The most recent value of the derivatives market from the Bank for International Settlements in Switzerland, as of June 2008, is about 650 trillion dollars. If we take the value of all the stocks on all the stock markets, the value of all the publicly traded companies, and add them up, we get about 30 trillion dollars or less than 1/20 of the value of all outstanding derivative contracts.
What does this mean? These contracts are bets on the rise and fall of commodity prices, stock prices, weather; whether or not someone can pay someone else (a naked credit default swap) and anything else the wizards of Wall Street can bet upon.
In a worst case financial melt-down, the gaping maw of derivatives will consume all the world's wealth and still only be satisfied to the tune of 1/20 of all existing debt.
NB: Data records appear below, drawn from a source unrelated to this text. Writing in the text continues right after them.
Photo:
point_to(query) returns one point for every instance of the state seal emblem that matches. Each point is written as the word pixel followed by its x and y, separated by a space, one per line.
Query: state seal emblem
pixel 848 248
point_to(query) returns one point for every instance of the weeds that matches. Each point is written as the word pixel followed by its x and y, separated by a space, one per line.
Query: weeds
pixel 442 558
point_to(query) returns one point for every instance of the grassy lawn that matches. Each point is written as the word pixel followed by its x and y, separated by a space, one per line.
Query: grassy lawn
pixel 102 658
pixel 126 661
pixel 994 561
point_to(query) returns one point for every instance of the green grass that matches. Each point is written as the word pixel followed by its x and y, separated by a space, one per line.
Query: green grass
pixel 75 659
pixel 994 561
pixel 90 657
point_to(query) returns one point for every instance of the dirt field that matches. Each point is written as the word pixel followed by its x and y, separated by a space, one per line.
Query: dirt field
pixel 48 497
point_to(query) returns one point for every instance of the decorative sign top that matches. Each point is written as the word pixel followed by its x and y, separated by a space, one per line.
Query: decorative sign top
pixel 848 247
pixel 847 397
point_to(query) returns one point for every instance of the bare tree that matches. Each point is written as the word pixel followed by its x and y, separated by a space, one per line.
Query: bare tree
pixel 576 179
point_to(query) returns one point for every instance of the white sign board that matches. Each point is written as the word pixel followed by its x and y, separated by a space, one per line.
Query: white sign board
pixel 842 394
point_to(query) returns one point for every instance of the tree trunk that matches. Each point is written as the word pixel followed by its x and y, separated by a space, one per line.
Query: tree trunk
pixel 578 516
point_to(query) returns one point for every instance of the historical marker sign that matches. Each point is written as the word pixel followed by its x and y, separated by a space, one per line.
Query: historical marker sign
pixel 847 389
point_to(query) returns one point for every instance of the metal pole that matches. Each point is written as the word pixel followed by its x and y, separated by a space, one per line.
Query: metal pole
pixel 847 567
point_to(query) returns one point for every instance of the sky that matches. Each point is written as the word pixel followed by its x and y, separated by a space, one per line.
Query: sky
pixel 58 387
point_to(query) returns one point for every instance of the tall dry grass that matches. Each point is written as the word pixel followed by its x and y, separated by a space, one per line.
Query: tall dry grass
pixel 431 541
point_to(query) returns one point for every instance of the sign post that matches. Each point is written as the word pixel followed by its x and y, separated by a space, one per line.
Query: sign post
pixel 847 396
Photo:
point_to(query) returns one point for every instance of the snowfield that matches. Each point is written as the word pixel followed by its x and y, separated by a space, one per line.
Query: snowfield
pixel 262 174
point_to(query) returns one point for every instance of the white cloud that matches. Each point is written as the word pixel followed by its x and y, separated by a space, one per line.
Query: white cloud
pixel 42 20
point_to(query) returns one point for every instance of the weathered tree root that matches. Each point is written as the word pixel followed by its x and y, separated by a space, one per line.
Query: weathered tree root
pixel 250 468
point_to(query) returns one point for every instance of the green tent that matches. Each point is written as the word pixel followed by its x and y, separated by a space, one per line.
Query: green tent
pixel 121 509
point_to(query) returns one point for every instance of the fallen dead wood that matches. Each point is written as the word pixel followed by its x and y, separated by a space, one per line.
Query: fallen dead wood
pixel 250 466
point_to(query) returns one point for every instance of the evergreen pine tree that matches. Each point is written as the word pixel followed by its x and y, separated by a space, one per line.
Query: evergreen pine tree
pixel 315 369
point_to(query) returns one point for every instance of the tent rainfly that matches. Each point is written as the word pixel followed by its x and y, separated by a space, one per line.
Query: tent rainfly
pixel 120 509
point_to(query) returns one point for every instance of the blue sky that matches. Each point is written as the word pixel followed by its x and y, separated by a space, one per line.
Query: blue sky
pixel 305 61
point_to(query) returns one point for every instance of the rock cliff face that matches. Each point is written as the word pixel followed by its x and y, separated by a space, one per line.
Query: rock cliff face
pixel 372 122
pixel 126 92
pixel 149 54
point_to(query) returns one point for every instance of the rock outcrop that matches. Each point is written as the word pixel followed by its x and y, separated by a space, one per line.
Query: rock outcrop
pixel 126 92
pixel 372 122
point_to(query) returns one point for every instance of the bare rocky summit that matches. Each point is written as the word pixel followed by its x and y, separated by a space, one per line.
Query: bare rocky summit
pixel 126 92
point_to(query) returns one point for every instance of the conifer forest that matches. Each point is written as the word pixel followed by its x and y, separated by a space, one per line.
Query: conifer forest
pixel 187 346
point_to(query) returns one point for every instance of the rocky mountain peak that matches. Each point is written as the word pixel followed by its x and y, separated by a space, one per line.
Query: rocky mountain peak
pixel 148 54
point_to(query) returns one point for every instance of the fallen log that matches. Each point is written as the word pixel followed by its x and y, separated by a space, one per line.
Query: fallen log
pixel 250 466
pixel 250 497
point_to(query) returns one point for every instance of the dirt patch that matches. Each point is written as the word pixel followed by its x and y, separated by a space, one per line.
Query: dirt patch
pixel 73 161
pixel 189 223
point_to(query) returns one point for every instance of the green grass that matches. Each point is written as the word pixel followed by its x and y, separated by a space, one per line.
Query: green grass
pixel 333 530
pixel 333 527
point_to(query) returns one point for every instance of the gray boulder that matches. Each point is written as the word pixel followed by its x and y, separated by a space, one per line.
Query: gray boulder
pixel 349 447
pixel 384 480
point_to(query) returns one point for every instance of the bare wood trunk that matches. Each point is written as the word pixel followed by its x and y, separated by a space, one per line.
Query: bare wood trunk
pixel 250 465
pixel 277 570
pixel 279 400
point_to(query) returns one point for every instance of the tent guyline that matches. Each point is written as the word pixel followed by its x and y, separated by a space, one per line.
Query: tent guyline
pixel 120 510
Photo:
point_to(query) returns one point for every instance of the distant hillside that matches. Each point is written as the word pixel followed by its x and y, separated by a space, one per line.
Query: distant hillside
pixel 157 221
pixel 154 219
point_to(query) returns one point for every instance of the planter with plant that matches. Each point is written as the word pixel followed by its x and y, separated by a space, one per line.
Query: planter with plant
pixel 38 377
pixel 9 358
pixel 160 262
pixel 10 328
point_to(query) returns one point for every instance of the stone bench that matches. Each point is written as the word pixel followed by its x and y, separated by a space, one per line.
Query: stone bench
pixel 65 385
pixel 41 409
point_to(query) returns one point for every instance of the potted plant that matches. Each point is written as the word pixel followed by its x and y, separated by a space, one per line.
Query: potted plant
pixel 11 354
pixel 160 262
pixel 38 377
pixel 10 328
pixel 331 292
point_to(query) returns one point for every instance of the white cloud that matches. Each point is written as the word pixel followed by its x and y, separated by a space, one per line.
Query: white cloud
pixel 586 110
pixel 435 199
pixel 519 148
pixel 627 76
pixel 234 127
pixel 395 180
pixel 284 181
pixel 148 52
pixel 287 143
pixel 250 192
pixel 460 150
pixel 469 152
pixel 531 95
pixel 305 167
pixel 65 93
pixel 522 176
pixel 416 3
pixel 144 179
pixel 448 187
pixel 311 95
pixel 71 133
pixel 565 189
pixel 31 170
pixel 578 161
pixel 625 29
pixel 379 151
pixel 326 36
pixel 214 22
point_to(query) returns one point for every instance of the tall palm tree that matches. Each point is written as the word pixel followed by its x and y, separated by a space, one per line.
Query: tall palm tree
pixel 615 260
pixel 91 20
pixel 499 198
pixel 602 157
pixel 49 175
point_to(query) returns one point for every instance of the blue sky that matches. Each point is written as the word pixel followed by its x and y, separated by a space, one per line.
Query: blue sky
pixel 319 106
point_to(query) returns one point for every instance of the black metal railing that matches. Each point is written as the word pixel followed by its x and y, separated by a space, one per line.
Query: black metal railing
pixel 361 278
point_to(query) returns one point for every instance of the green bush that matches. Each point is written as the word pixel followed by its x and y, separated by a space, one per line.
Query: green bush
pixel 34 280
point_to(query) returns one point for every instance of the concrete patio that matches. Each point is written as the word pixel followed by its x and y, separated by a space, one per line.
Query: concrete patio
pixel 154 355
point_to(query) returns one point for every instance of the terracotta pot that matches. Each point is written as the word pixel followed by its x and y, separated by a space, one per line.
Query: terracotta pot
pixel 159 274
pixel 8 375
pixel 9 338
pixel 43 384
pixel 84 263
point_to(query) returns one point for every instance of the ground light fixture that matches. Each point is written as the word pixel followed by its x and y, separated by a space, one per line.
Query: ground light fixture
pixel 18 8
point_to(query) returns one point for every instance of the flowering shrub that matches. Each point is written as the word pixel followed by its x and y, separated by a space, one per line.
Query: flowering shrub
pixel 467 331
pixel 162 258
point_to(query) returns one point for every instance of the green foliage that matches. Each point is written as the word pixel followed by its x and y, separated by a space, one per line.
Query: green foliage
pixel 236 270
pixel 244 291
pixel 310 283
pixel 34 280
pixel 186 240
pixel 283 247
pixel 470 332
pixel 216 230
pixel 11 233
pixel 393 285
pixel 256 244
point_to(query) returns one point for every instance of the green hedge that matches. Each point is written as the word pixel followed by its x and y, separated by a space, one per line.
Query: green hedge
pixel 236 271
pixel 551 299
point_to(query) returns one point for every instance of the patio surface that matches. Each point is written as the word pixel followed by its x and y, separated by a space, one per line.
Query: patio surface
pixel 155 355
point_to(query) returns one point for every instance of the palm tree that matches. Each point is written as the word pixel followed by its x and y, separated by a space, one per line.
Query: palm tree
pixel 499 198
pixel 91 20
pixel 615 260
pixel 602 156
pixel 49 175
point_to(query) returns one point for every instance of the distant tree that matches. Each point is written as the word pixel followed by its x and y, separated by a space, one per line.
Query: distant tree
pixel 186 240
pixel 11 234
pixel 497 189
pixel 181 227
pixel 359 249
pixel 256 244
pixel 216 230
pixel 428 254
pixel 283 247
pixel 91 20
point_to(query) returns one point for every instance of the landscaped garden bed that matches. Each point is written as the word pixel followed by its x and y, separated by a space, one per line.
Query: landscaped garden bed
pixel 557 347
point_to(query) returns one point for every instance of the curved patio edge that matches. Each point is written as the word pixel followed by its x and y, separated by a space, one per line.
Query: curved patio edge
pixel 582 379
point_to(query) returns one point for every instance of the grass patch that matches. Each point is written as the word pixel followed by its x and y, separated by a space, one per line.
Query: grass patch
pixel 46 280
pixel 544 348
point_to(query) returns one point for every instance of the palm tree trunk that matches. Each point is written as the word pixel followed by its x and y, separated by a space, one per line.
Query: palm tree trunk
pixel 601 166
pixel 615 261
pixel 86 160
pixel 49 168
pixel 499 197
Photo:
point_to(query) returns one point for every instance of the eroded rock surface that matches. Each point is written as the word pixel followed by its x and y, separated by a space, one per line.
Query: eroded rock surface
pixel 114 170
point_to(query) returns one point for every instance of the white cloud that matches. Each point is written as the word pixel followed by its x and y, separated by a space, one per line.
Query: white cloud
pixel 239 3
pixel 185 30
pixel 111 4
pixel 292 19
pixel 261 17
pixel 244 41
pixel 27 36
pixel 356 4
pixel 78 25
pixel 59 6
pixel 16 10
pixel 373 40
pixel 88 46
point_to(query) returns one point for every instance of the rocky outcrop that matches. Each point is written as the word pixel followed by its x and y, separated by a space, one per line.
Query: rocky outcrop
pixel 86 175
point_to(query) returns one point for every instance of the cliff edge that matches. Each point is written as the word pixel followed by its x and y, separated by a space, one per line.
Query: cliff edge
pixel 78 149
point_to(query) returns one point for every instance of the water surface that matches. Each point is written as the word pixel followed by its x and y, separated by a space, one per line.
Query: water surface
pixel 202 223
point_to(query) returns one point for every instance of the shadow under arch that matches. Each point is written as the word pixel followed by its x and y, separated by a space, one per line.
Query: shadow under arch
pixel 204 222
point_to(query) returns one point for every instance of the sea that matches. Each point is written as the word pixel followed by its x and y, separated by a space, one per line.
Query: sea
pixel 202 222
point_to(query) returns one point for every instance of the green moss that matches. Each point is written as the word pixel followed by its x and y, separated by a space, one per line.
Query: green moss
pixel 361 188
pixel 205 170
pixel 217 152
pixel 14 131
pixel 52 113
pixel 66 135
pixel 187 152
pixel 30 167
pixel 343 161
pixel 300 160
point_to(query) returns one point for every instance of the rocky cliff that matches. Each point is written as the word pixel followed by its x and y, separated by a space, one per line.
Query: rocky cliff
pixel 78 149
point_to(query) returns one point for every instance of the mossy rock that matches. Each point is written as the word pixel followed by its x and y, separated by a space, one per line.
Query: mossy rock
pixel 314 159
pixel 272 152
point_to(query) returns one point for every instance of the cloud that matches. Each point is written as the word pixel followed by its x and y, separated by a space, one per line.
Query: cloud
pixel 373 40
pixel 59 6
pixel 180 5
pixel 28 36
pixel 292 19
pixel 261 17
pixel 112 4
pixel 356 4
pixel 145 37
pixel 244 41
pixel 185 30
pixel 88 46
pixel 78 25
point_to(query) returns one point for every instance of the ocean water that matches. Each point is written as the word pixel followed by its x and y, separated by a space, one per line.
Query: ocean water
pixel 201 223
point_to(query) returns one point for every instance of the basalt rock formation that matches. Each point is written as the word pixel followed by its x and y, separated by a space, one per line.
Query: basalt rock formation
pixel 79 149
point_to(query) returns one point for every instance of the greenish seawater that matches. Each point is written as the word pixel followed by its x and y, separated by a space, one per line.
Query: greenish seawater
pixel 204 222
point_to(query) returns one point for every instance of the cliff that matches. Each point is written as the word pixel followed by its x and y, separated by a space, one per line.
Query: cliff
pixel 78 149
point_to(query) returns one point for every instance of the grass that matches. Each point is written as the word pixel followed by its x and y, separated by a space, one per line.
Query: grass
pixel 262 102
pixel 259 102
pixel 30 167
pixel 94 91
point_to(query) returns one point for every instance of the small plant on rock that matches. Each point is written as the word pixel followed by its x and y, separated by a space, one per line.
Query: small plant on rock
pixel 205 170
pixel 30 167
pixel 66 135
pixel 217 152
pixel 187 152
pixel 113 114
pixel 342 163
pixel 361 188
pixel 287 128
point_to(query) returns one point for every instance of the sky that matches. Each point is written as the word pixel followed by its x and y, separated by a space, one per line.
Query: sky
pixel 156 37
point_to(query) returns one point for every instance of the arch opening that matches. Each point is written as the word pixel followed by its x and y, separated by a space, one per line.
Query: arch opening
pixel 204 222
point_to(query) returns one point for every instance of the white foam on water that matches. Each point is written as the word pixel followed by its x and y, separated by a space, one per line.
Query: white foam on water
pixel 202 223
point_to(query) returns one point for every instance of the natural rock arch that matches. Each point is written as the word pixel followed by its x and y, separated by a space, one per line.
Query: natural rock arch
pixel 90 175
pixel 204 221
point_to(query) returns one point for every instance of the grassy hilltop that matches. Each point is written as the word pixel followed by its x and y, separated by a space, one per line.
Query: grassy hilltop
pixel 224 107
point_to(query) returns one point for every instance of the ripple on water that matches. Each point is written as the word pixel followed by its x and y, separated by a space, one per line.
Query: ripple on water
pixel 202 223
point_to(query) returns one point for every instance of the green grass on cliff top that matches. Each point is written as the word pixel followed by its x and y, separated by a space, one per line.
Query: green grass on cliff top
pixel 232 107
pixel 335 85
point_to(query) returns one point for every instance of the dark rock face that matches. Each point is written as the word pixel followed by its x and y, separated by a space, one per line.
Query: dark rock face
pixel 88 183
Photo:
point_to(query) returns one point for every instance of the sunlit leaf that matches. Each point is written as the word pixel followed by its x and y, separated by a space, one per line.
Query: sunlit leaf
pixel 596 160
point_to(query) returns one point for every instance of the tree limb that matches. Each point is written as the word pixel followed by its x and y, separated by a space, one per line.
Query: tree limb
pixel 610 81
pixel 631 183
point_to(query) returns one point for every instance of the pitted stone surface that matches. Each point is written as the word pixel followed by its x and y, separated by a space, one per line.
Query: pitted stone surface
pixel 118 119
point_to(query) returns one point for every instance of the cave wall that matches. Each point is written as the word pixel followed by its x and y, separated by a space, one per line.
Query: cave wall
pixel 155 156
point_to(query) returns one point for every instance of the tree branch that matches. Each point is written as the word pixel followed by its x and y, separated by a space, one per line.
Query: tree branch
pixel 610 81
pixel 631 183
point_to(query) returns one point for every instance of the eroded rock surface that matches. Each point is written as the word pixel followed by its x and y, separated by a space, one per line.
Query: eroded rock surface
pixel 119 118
The wealth consumed by the derivatives payouts is not destroyed, it is relocated, transferred from the many to the few who are on the payout end of these contracts.
If we do not zero-out the worst of these contracts, we will see the greatest wealth redistribution in history. When the trigger on a derivative is pulled, it is pulled based on some underlying asset, or ability to pay, failing a test written into the contract. Since the value of the contracts vastly exceeds the world's wealth, we have many bets with full value payout placed on the same base asset or action.
To survive this downturn, we must consider zeroing-out the worst of these derivative contracts. When Lehman Brothers failed, the underlying assets for 100's of billions of dollars worth of derivative contracts was destroyed. The shock waves from this, one of the smaller investment banks, failure caused world-wide lending to freeze-up solid. We can not afford one of the larger banks to collapse without first dealing with derivatives.
Once the nuclear weapon of the financial world, the derivative contract, is defused, we can start to unwind the failing banks and begin a true economic recovery.